Mixon rushed for a career-high 1,205 yards and was one of the best at his position with the third-highest rushing total in the NFL last season. Including his production in the passing game, Mixon finished the year with 1,519 yards from scrimmage and 16 total touchdowns, putting him fourth among all NFL running backs in each category.
Mixon’s total yardage put him ahead of Ja’Marr Chase, Tee Higgins and Tyler Boyd in terms of overall production. Chase and Higgins both topped 1,000 yards receiving, and Boyd wasn’t far off.
Mixon also earned his first Pro Bowl selection and even threw a touchdown pass in the Bengals’ first Super Bowl appearance in 33 years, but while the Bengals challenged Mixon to do more in the aerial attack last year, the third-down duties went to Samaje Perine and coach Zac Taylor isn’t necessarily looking for ways to get Mixon more involved in 2022.
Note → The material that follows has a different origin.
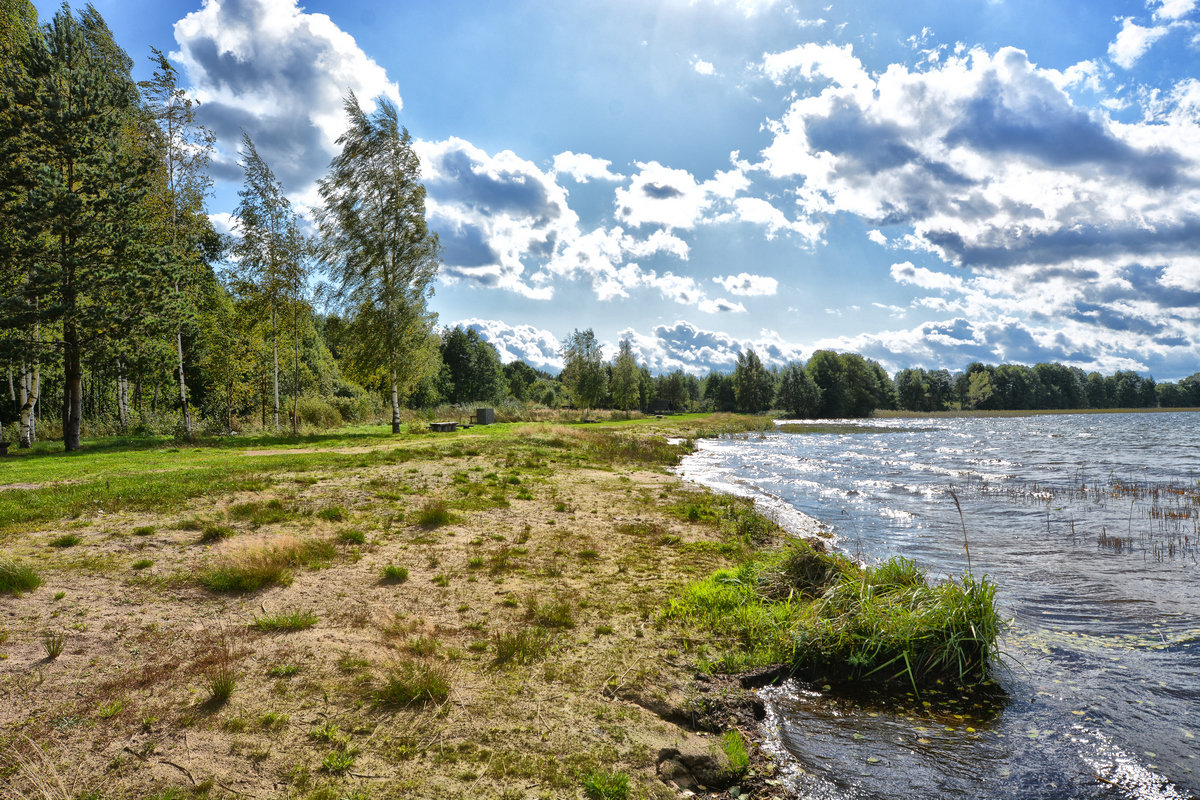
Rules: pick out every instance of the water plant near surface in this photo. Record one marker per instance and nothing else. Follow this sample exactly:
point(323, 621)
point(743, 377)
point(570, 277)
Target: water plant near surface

“To say more, it’s taking away from somewhere,” Taylor said last month when asked if he would like to see Mixon more involved in the passing game. “We’re getting a lot of production from a lot of different guys. We’ve got a ton of production from our starting three receivers. We’ve got a ton of production from the tight end position. Got a ton of production from the running backs as a whole. To make a statement that we can get more out of Joe in the passing game, that’s got to pull from somewhere, and then we’ll be talking about why there wasn’t as much production from Ja’Marr or Tee. You know what I mean? So it all works together. We’re just looking to be an efficient offense and maximize the usage of all the guys the best we can to stress the defense. And then whoever gets the ball, gets the ball, and we expect them to make plays.”
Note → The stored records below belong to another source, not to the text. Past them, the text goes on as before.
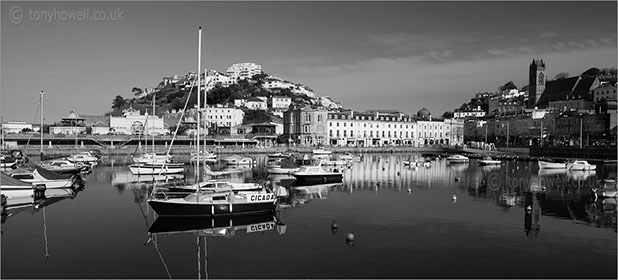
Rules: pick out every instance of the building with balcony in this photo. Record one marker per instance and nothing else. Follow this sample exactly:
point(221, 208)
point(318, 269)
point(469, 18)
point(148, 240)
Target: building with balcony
point(241, 71)
point(605, 91)
point(370, 128)
point(306, 126)
point(255, 103)
point(220, 116)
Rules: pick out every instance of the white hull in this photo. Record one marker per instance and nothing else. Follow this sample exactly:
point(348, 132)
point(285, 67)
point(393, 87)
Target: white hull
point(551, 165)
point(279, 170)
point(458, 159)
point(144, 169)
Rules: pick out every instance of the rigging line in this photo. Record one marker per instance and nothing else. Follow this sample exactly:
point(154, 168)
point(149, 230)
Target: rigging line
point(141, 210)
point(50, 108)
point(45, 233)
point(174, 137)
point(154, 241)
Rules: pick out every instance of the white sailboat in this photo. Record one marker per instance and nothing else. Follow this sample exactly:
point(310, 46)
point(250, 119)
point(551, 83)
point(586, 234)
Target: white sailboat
point(208, 203)
point(152, 163)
The Bengals had five third-and-one or fourth-and-one situations in Super Bowl LVI, and they didn’t use Mixon on any of them. They converted just one of those, a fourth-and-1 scramble for Burrow.
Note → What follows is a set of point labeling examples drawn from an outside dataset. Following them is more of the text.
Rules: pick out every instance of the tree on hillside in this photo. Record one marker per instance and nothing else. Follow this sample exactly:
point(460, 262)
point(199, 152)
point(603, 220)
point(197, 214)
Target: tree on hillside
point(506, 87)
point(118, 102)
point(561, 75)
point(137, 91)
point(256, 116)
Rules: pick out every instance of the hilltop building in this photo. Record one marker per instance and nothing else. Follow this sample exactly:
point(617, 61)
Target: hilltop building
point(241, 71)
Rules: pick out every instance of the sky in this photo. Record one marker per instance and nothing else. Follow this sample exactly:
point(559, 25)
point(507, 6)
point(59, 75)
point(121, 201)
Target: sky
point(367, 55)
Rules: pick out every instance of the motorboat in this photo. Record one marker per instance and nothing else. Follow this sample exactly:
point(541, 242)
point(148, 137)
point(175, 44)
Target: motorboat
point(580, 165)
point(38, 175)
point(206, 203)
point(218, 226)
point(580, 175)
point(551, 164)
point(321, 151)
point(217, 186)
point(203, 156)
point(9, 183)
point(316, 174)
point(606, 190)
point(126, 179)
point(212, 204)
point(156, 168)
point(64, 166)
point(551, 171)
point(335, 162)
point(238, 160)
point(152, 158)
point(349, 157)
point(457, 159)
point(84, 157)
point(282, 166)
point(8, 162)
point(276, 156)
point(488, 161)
Last season, Mixon was on the field for 64 percent of Cincinnati’s total team snaps, which was the fourth-highest among all running backs, according to NFL Next Gen Stats. But most of those came on first or second down. Mixon was on the field for 75 percent of the team’s first and second downs.
Perine received 64 percent of the snaps on third down, while Mixon shared just 17 percent of those. While Taylor leaves room for Mixon to get more opportunities in those situations, it’s clear his value remains in what he can do in the running game to put Joe Burrow and the offense in better third-down situations.
“It can always shift by a couple targets by position,” Taylor said. “But there are things we certainly utilize Joe on, where we try to get the ball in his hands in the pass game. And he’s done a good job executing that type of stuff.”